The next sound you hear might be a thermonuclear detonation or a roaring tsunami about to drown your sorry fanny and sweep you away like so much dirty beach detritus. You should receive an early warning over the national Emergency Alert System (EAS) but you might not, because on Wednesday a test of the system failed miserably.

Some television, radio and cable stations apparently aired the test emergency broadcast, but others weren’t able to because of glitches in the system. The New York Times reported that some DirectTV subscribers' television sets played the Lady Gaga song "Paparazzi" when the test was under way (in case of emergency get up and dance?) and some Comcast subscribers in northern Virginia had their TV sets switched over to a shopping channel.

The Federal Emergency Management Agency has said since the test that it will be collecting and studying data from the test in order to ensure the big boo-boo won’t happen again. The Emergency Broadcast System, originally designed in the 1950s, was revamped as the Emergency Alert System in the 1990s, and is run by the Federal Emergency Management Administration and the FCC. The goal of Wednesday's test was to ensure that our president could activate the system to inform the public in times of emergency.

But even if the glitches in the EAS are fixed, what makes our leaders think we’re actually going to receive an early-warning message of impending doom? How many people didn’t have their TV sets or radios turned on when the test broadcast was supposed to occur? Kathleen and I seldom turn on the radio or TV. I heard somebody say that next time the EAS might text cell phone users to ensure more people could receive a warning. We don’t turn our cell phones on all the time either and we seldom check for text messages.

The big problem that I see with the EAS though is the panic that will ensue if people do receive a warning in time. You and I both know that as soon as someone tells you not to panic you PANIC. I don’t know about other parts of the country, but in Western Washington our government leaders have directed that cities and towns designate evacuation routes for emergencies and have seen to it that signs have been put up to that effect. You’ve probably seen them: “Tsunami Evacuation Route.”

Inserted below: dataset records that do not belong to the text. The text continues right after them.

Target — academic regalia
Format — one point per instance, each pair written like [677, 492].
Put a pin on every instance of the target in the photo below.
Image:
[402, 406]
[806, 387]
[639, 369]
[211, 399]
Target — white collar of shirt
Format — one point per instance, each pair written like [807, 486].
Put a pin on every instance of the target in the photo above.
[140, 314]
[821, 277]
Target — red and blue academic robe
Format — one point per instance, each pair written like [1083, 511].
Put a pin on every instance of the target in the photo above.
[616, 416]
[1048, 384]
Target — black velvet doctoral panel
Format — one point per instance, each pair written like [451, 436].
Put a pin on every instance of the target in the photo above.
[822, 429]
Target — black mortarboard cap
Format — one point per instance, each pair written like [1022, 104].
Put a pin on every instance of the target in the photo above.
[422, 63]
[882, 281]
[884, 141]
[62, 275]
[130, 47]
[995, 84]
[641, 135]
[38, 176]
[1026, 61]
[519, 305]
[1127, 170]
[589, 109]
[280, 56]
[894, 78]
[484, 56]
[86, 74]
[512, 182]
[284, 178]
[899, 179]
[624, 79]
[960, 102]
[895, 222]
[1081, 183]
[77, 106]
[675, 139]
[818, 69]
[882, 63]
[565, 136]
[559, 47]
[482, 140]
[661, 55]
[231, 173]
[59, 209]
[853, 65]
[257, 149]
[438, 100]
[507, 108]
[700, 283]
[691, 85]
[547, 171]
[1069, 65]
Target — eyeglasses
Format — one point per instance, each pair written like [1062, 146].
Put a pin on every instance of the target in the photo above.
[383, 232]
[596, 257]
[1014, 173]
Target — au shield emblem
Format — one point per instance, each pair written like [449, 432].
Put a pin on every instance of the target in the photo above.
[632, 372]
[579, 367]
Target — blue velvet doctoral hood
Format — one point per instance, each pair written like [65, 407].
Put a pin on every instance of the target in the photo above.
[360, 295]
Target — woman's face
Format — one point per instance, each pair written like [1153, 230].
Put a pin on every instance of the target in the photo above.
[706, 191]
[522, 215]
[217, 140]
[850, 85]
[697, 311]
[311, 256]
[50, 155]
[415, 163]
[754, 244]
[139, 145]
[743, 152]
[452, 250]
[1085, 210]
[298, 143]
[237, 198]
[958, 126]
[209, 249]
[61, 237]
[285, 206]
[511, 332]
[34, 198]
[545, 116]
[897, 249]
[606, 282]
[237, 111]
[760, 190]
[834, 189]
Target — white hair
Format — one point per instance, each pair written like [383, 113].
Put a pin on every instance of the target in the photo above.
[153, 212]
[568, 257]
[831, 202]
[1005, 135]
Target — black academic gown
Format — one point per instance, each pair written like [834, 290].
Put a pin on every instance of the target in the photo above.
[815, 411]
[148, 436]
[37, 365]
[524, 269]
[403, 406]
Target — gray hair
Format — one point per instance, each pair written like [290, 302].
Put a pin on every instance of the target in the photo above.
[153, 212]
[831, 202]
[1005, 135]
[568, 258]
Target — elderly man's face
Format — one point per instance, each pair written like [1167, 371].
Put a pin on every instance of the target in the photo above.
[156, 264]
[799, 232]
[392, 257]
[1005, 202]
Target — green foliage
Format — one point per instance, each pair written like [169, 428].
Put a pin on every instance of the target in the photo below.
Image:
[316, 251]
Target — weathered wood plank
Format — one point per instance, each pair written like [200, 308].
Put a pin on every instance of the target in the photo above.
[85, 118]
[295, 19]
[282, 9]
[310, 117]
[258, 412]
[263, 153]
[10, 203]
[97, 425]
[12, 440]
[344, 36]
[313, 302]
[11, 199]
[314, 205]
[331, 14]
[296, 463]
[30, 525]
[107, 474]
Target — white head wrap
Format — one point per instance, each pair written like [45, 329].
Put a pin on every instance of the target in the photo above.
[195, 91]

But official evacuation routes tend to become sort of clogged during times of emergency. Just watch news coverage of areas where disaster or impending disaster has been declared. The people who seem to be most successful at escape are the ones who exit their vehicles – though they shouldn’t do it in the middle of the road – and hike the heck out of harm’s way. It is ironic to me that former president Dwight Eisenhower pushed for the development of our interstate highway system in order to ensure rapid deployment of our military and now, even on a normal weekday, most of our interstate highways are so clogged you can’t even drive a tank through the gridlock.

Dogs often sense impending earthquakes, so hopefully, Sam will warn us of one of those. As for the H-bomb and Tsunamis, to quote TV’s M.A.S.H. psychiatrist Sidney Freedman, "Ladies and gentlemen take my advice, drop your pants and slide on the ice."